「アイヌの結婚式」上映会レポート 2/8回

土曜日の会の「アイヌの結婚式」上映会に伊藤碩男さんをお招きにし、お話を伺いました。なお、音声記録の書き起こし、及び文章の編集は由井英が担当し、伊藤さんは書き起こしした文章を推敲し、加筆しております。

写真:伊藤碩男さん【民族文化映像研究所 所属】

作品:「アイヌの結婚式 」民族文化映像研究所/1971年完成/33分
土曜日の会 上映日:2018.5.19 Sat.
ゲスト:伊藤碩男 氏:「アイヌの結婚式」撮影カメラマン


由井:結婚式の中身についてお伺いしたいのですが、火の神様と水の神様が出てきました。特に火の神様がアイヌの人たちにとって、大事な神様ということですが、それは何故なのでしょうか。

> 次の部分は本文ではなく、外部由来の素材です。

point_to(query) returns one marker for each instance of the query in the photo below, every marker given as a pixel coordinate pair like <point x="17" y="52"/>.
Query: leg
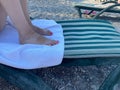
<point x="3" y="16"/>
<point x="38" y="30"/>
<point x="24" y="27"/>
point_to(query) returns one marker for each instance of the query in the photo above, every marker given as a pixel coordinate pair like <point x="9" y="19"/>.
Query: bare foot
<point x="42" y="31"/>
<point x="35" y="38"/>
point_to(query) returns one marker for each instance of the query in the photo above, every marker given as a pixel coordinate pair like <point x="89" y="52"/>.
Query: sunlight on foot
<point x="35" y="38"/>
<point x="43" y="31"/>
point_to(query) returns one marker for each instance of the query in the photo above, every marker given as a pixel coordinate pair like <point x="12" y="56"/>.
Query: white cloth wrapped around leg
<point x="31" y="56"/>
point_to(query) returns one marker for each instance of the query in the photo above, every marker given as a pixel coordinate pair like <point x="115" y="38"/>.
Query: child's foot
<point x="42" y="31"/>
<point x="35" y="38"/>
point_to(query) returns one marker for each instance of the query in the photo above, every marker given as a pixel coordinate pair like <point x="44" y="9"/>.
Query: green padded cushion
<point x="90" y="38"/>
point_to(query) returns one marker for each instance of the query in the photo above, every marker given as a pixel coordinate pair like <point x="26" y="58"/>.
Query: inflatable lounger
<point x="86" y="42"/>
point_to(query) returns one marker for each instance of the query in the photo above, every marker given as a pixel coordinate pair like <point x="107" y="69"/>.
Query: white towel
<point x="31" y="56"/>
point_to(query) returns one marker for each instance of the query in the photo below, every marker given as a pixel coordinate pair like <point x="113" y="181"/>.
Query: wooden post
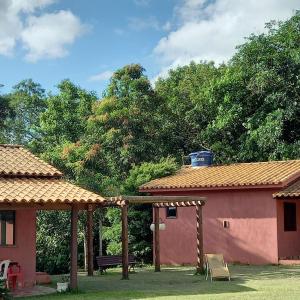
<point x="156" y="239"/>
<point x="90" y="239"/>
<point x="124" y="209"/>
<point x="74" y="224"/>
<point x="200" y="260"/>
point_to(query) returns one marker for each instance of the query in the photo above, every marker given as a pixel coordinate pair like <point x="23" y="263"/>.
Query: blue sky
<point x="86" y="40"/>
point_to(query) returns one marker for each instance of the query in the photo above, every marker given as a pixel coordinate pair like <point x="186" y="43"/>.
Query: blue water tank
<point x="201" y="158"/>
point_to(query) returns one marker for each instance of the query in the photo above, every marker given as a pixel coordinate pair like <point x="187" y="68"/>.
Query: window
<point x="226" y="224"/>
<point x="290" y="216"/>
<point x="7" y="228"/>
<point x="171" y="212"/>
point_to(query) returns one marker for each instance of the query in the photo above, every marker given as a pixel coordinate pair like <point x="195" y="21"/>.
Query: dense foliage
<point x="245" y="110"/>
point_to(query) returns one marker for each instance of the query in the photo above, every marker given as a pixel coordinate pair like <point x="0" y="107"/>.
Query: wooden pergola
<point x="157" y="202"/>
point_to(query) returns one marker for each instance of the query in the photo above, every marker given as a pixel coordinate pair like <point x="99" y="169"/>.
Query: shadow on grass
<point x="177" y="281"/>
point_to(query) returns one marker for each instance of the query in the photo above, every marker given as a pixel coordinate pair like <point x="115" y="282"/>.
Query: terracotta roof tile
<point x="17" y="161"/>
<point x="291" y="191"/>
<point x="234" y="175"/>
<point x="37" y="190"/>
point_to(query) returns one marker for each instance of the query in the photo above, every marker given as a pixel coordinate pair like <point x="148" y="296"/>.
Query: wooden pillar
<point x="90" y="239"/>
<point x="74" y="234"/>
<point x="156" y="239"/>
<point x="124" y="209"/>
<point x="200" y="255"/>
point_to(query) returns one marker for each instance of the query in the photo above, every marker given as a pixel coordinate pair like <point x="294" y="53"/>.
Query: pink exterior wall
<point x="251" y="237"/>
<point x="289" y="241"/>
<point x="24" y="251"/>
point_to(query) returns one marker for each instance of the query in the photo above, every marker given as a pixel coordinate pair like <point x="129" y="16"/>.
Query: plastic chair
<point x="4" y="270"/>
<point x="216" y="266"/>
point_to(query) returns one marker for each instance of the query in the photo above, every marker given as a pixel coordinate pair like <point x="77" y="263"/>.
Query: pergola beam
<point x="125" y="260"/>
<point x="74" y="250"/>
<point x="179" y="204"/>
<point x="200" y="251"/>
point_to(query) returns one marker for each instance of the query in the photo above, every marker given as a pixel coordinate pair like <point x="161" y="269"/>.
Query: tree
<point x="26" y="103"/>
<point x="4" y="112"/>
<point x="259" y="106"/>
<point x="190" y="107"/>
<point x="140" y="216"/>
<point x="126" y="122"/>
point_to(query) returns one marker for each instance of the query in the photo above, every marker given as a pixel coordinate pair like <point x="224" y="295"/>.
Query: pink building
<point x="252" y="215"/>
<point x="28" y="184"/>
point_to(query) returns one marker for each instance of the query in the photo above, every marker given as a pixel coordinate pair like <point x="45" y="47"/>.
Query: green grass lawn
<point x="248" y="282"/>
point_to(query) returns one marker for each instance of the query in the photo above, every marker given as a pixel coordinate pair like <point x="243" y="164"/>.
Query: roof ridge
<point x="240" y="163"/>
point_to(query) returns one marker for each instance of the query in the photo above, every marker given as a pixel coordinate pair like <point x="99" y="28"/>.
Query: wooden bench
<point x="105" y="262"/>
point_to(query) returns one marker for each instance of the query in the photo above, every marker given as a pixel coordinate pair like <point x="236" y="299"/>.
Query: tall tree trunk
<point x="85" y="247"/>
<point x="100" y="232"/>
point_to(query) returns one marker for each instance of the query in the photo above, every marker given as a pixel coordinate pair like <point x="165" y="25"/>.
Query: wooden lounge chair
<point x="216" y="266"/>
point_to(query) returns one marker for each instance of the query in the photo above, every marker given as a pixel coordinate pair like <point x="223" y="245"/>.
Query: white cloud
<point x="211" y="30"/>
<point x="102" y="76"/>
<point x="45" y="35"/>
<point x="141" y="2"/>
<point x="140" y="24"/>
<point x="48" y="35"/>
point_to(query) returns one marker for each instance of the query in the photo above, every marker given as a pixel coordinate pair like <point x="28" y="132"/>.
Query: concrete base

伊藤:アイヌは多神教ですから、アイヌは日本人と同じように、あらゆる自然のものを神として考えている。その神様は「人間と同格」なんです。その点は内地の神様の位置付けとちょっと違う。同格ということは、神様はいい神様だけとは限らないということです。悪い神様、これはウェンペ(悪いモノ)というんですけど、その悪い神様が人間にたたる時には、その悪い神を懲らしめる、そういうこともするんですね。

火の神、水の神が人間生活にとって一番大事であるという意味はですね、火の神のことをアイヌ語で「アペ・フチ・カムイ」。アペは火です。フチはおばあさん、カムイ、神様。火がアイヌの生活で一番大事であるということはですね、地名として残してしまう。全部言わないで「フチ、フチ」っていうんです。それが富士山です。富士山は火の山です。火の神として湛えていた。これを愛称として「おばあちゃん、おばあちゃん」と呼んでいた。それがフチ。フチがフジに訛り、そこに山をつけてフジサンとなった。富士山を祀っている神社は浅間神社です。富士山をご神体として祀る神社ですよね。だからヤマトの言葉としては浅間神社なんです。「富士山というのはアイヌ語からきた名前ではないか」と地名学者の山田秀三先生が言っています。

地名のことになると、アイヌ語が内地にいっぱい残っているんです。特に東北の方が多いんですが、●●ベツ、●●ナイという言葉があります。ベツは川です。ナイは沢。水に関係しますね。アイヌは文字を持っていませんから、すべて口承です。

秩父ですが、長瀞のちょっと先に、風布(フップ)という村があります。アイヌ語だろうなあと思って、萱野さんに聞いたところ、「フップは松だよ」と言いました。松の木をフップというそうです。実際に風布の村に行ってみたら松が多かった。長瀞を流れる荒川の支流に赤平川という川があります。アイヌ語でいうと、赤はワッカ(水)、平はピラ、崖のこと。崖の中から湧き出てくる伏流水。それが流れ流れて荒川になっていくという、その赤平川というのはアイヌ語だなと思ったんですよね。

水を表す言葉も非常に似ていますね。ということは水が人間生活にとっていかに大切であるかということを表しています。それを神様にしちゃっている。

由井:この映画を見ると、アイヌの人たちの所作に目を奪われます。まるでスローモーションのようにも見えるゆったりとして幻想的な美しい所作です。例えば、女の人が鼻の下を人差し指ですっと撫でる仕草、あれにはどのような意味があるのでしょうか。

伊藤:よくわかりません。挨拶でしょうね。ああいう風に鼻の下をすっと撫でる挨拶は、アイヌ以外では見たことがない。それから男の人はやりません。男の人は、こう(両手で迎える仕草)。これは神様を迎える時も一緒です。人間同士を迎える時も一緒です。これは沖縄と一緒ですね。踊り。六調での手振り、あれは迎えるという所作です。